Hasil survei juga menunjukkan adanya upaya signifikan yang dilakukan perusahaan-perusahaan di Indonesia untuk memperbaiki kesenjangan gender di tempat kerja seperti memastikan adanya akses peluang kerja yang setara dan juga memberikan pendampingan serta pembinaan tanpa membedakan gender. Selain itu di ranah BUMN telah dibentuk komunitas Srikandi BUMN guna mendorong peningkatan pemberdayaan perempuan di perusahaan.

Srikandi BUMN melalui mottonya, care, collaborate, contribute menjadi kontributor munculnya kesetaraan kepemimpinan di BUMN dan mendorong peningkatan keterwakilan pemimpin perempuan di jajaran BOD BUMN.

Kegiatan pemberdayaan yang dilakukan oleh Srikandi BUMN mencakup tiga hal yang termasuk dalam Women Development Program yakni: Professional Development, Personal Development dan Cultural Development.

Referensi:

Sasongko, Sundari S. 2009. Konsep dan Teori Gender. Jakarta: BKKBN.

Financial News. 2016. FN women in finance survey 2016. Equal Opportunities International, 25(1)

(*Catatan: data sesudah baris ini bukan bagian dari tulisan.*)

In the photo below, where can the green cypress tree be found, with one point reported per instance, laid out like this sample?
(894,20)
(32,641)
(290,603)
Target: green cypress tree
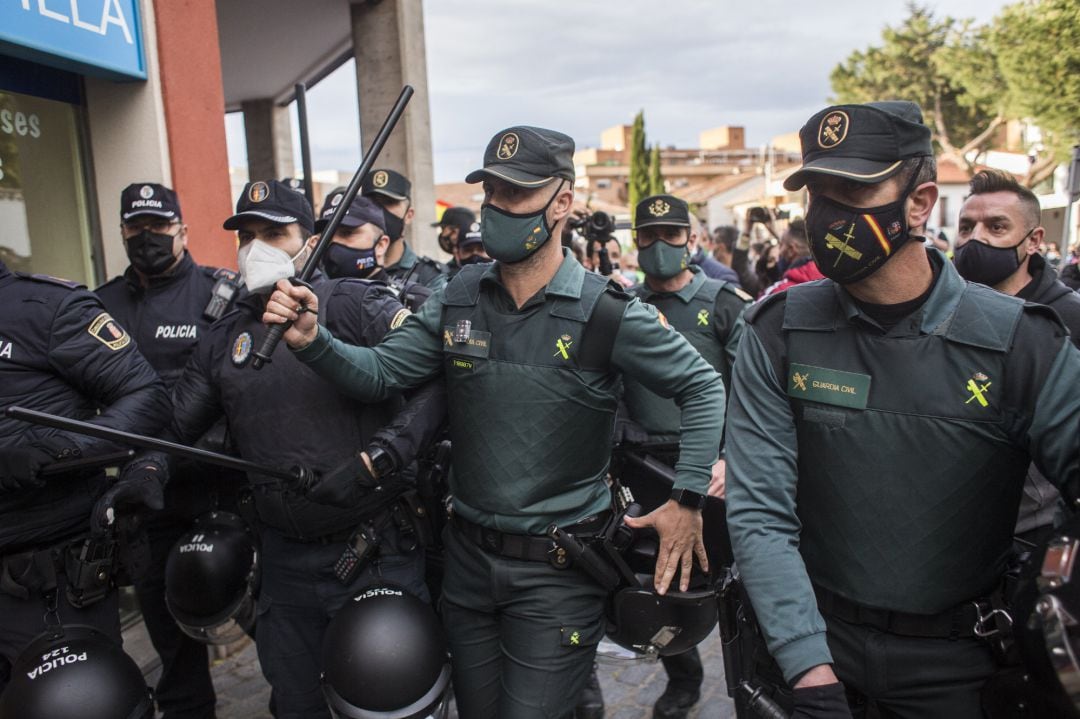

Luckerath-Rovers, Mijntje. 2013. Women on boards and firm performance. Journal of Management, 25 (3): 425-438

Baxter, Janeen, & Erik O. Wright. 2000. The glass ceiling hypothesis: A comparative study of the United States, Sweden, and Australia. Gender & Society, 14 (2): 275-94

Post, Corinne & Byron, Kris. 2015. Women on Boards and Firm Financial Performance: A Meta-analysis. Academic of Management Journal. 58(5): 1546-1571

Grant Thornton. 2021. Women In Business.

Innayah N.M.Bima Cinintya.2019. Tantangan dan kesempatan wanita dalam lingkungan kerja. Jurnal Manajemen Vol 13 No. 2 Nopember 2019.